In summary, this study provides encouraging preclinical evidence and important mechanism for utilization of ω-3 PUFAs in the chemoprevention and treatment of HCC, although the data should be interpreted with caution because the concentration of EPA and DHA used in the cultured cells is relatively high and most likely will not be achieved in vivo. Our findings have significant clinical implications, given that HCC is a common and highly malignant human cancer.
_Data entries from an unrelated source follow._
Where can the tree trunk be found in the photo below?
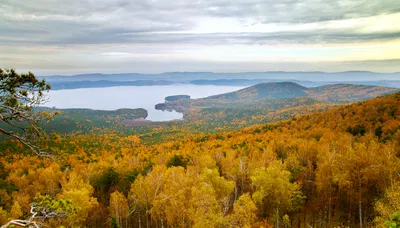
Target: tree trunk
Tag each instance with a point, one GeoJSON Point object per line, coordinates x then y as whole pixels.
{"type": "Point", "coordinates": [359, 202]}
{"type": "Point", "coordinates": [277, 217]}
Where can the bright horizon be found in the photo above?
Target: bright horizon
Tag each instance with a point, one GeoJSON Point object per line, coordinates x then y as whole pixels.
{"type": "Point", "coordinates": [78, 37]}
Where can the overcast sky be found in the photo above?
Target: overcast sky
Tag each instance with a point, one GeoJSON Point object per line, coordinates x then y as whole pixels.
{"type": "Point", "coordinates": [152, 36]}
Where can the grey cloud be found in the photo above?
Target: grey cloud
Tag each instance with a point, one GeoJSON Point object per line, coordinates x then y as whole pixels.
{"type": "Point", "coordinates": [124, 21]}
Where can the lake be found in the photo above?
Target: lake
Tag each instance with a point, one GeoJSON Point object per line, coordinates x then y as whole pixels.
{"type": "Point", "coordinates": [111, 98]}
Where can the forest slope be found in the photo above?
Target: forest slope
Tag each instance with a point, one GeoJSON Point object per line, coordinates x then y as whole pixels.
{"type": "Point", "coordinates": [335, 168]}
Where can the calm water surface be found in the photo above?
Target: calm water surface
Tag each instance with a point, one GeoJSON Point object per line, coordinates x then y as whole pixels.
{"type": "Point", "coordinates": [146, 97]}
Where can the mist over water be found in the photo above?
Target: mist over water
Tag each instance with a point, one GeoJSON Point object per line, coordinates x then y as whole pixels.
{"type": "Point", "coordinates": [112, 98]}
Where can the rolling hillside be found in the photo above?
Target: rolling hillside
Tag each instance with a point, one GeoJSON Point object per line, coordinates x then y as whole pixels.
{"type": "Point", "coordinates": [283, 90]}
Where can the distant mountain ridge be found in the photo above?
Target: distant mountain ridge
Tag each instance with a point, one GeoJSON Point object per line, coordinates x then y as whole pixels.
{"type": "Point", "coordinates": [190, 76]}
{"type": "Point", "coordinates": [283, 90]}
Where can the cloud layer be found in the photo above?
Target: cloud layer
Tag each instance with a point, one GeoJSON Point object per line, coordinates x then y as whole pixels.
{"type": "Point", "coordinates": [54, 34]}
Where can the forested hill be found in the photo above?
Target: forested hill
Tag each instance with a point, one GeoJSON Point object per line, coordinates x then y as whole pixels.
{"type": "Point", "coordinates": [337, 168]}
{"type": "Point", "coordinates": [282, 90]}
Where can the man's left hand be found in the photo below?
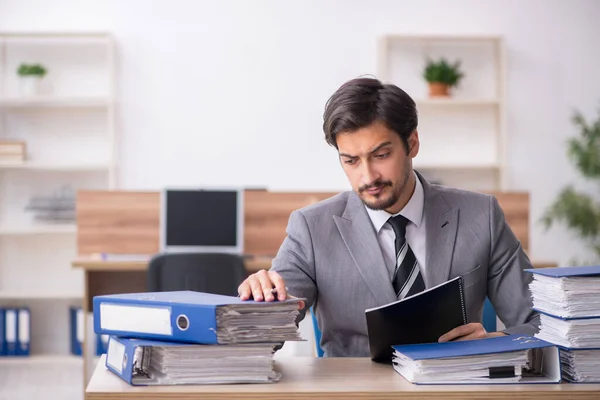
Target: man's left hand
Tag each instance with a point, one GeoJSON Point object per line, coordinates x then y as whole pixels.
{"type": "Point", "coordinates": [470, 331]}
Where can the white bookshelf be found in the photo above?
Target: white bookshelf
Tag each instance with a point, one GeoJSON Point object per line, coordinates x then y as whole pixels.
{"type": "Point", "coordinates": [69, 130]}
{"type": "Point", "coordinates": [462, 136]}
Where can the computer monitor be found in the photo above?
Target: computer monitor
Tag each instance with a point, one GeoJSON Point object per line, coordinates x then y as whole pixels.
{"type": "Point", "coordinates": [202, 220]}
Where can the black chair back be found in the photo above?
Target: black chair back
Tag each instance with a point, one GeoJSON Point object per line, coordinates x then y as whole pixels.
{"type": "Point", "coordinates": [217, 273]}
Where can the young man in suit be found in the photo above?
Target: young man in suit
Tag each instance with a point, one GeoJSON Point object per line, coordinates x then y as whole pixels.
{"type": "Point", "coordinates": [394, 234]}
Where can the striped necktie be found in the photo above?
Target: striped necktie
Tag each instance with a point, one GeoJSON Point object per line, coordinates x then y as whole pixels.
{"type": "Point", "coordinates": [407, 279]}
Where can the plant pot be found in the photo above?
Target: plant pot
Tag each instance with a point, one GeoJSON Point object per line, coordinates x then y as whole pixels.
{"type": "Point", "coordinates": [437, 89]}
{"type": "Point", "coordinates": [29, 85]}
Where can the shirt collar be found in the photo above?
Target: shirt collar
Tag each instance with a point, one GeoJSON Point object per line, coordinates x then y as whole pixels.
{"type": "Point", "coordinates": [413, 210]}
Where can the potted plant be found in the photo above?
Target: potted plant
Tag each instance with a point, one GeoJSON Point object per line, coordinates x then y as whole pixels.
{"type": "Point", "coordinates": [441, 76]}
{"type": "Point", "coordinates": [579, 210]}
{"type": "Point", "coordinates": [30, 76]}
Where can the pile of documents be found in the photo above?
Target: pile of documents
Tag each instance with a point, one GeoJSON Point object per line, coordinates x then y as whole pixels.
{"type": "Point", "coordinates": [504, 359]}
{"type": "Point", "coordinates": [568, 299]}
{"type": "Point", "coordinates": [186, 337]}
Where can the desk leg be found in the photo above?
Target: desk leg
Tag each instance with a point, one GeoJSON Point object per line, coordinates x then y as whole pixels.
{"type": "Point", "coordinates": [84, 347]}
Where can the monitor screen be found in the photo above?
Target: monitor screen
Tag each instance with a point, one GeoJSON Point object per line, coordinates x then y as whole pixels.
{"type": "Point", "coordinates": [201, 220]}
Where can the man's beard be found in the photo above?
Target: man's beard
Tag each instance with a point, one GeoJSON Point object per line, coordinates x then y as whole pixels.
{"type": "Point", "coordinates": [383, 201]}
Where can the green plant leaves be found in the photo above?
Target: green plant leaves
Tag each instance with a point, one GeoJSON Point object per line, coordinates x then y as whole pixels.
{"type": "Point", "coordinates": [31, 70]}
{"type": "Point", "coordinates": [580, 212]}
{"type": "Point", "coordinates": [442, 71]}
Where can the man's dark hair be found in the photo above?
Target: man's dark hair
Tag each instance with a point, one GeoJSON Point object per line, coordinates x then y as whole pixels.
{"type": "Point", "coordinates": [362, 101]}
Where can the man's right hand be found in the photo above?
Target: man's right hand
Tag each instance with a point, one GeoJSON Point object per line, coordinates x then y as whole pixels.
{"type": "Point", "coordinates": [264, 285]}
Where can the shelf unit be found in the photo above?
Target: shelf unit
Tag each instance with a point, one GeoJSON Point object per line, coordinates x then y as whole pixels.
{"type": "Point", "coordinates": [462, 136]}
{"type": "Point", "coordinates": [69, 129]}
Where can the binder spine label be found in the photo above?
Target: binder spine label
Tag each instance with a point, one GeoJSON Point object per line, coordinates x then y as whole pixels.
{"type": "Point", "coordinates": [24, 325]}
{"type": "Point", "coordinates": [137, 319]}
{"type": "Point", "coordinates": [115, 356]}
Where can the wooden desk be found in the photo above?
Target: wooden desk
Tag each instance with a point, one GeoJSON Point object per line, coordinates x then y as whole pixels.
{"type": "Point", "coordinates": [332, 378]}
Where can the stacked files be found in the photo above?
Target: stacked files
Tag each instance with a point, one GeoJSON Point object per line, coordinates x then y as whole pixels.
{"type": "Point", "coordinates": [568, 299]}
{"type": "Point", "coordinates": [500, 360]}
{"type": "Point", "coordinates": [171, 363]}
{"type": "Point", "coordinates": [186, 337]}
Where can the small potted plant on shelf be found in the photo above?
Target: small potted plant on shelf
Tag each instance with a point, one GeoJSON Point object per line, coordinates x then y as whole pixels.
{"type": "Point", "coordinates": [441, 76]}
{"type": "Point", "coordinates": [30, 76]}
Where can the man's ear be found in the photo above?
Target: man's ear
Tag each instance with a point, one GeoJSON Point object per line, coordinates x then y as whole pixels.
{"type": "Point", "coordinates": [413, 144]}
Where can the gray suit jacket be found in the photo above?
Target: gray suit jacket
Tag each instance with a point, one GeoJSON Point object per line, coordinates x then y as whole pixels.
{"type": "Point", "coordinates": [332, 258]}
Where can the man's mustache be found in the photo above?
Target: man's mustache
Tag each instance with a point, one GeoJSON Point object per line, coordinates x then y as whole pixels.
{"type": "Point", "coordinates": [375, 185]}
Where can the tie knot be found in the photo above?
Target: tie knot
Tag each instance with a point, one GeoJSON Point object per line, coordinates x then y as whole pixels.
{"type": "Point", "coordinates": [399, 223]}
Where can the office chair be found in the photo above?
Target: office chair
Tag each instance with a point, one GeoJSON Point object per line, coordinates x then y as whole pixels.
{"type": "Point", "coordinates": [488, 319]}
{"type": "Point", "coordinates": [317, 332]}
{"type": "Point", "coordinates": [216, 273]}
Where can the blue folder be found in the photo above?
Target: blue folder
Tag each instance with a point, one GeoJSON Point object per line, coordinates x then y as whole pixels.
{"type": "Point", "coordinates": [182, 316]}
{"type": "Point", "coordinates": [101, 344]}
{"type": "Point", "coordinates": [76, 330]}
{"type": "Point", "coordinates": [11, 330]}
{"type": "Point", "coordinates": [471, 348]}
{"type": "Point", "coordinates": [24, 332]}
{"type": "Point", "coordinates": [2, 334]}
{"type": "Point", "coordinates": [560, 272]}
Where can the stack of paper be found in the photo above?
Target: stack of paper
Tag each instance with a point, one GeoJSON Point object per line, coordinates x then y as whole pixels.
{"type": "Point", "coordinates": [580, 365]}
{"type": "Point", "coordinates": [167, 363]}
{"type": "Point", "coordinates": [569, 302]}
{"type": "Point", "coordinates": [506, 359]}
{"type": "Point", "coordinates": [257, 322]}
{"type": "Point", "coordinates": [170, 338]}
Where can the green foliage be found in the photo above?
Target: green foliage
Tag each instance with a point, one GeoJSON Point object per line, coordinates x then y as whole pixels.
{"type": "Point", "coordinates": [580, 212]}
{"type": "Point", "coordinates": [442, 71]}
{"type": "Point", "coordinates": [31, 69]}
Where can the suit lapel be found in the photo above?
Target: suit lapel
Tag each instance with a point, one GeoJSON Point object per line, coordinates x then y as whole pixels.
{"type": "Point", "coordinates": [360, 238]}
{"type": "Point", "coordinates": [441, 229]}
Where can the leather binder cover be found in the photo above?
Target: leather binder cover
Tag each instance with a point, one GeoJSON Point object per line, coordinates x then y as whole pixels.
{"type": "Point", "coordinates": [421, 318]}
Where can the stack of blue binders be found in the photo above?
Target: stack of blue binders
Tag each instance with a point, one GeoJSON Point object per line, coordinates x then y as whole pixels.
{"type": "Point", "coordinates": [568, 299]}
{"type": "Point", "coordinates": [187, 337]}
{"type": "Point", "coordinates": [15, 331]}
It is conceivable that ω-3 PUFAs, either applied alone or in conjunction with current modalities, may represent an effective, nontoxic, and safe chemopreventive and therapeutic agent for patients with HCC or at high risks for development of this devastating tumor.

No potential conflicts of interest were disclosed.

We thank Dr. J.X. Kang at the Harvard Medical School for providing the Fat-1 transgenic mice and Dr. Beverly Koller at the University of North Carolina and Dr. John McNeish at Pfizer, Inc. for providing the EP₁ knockout mice.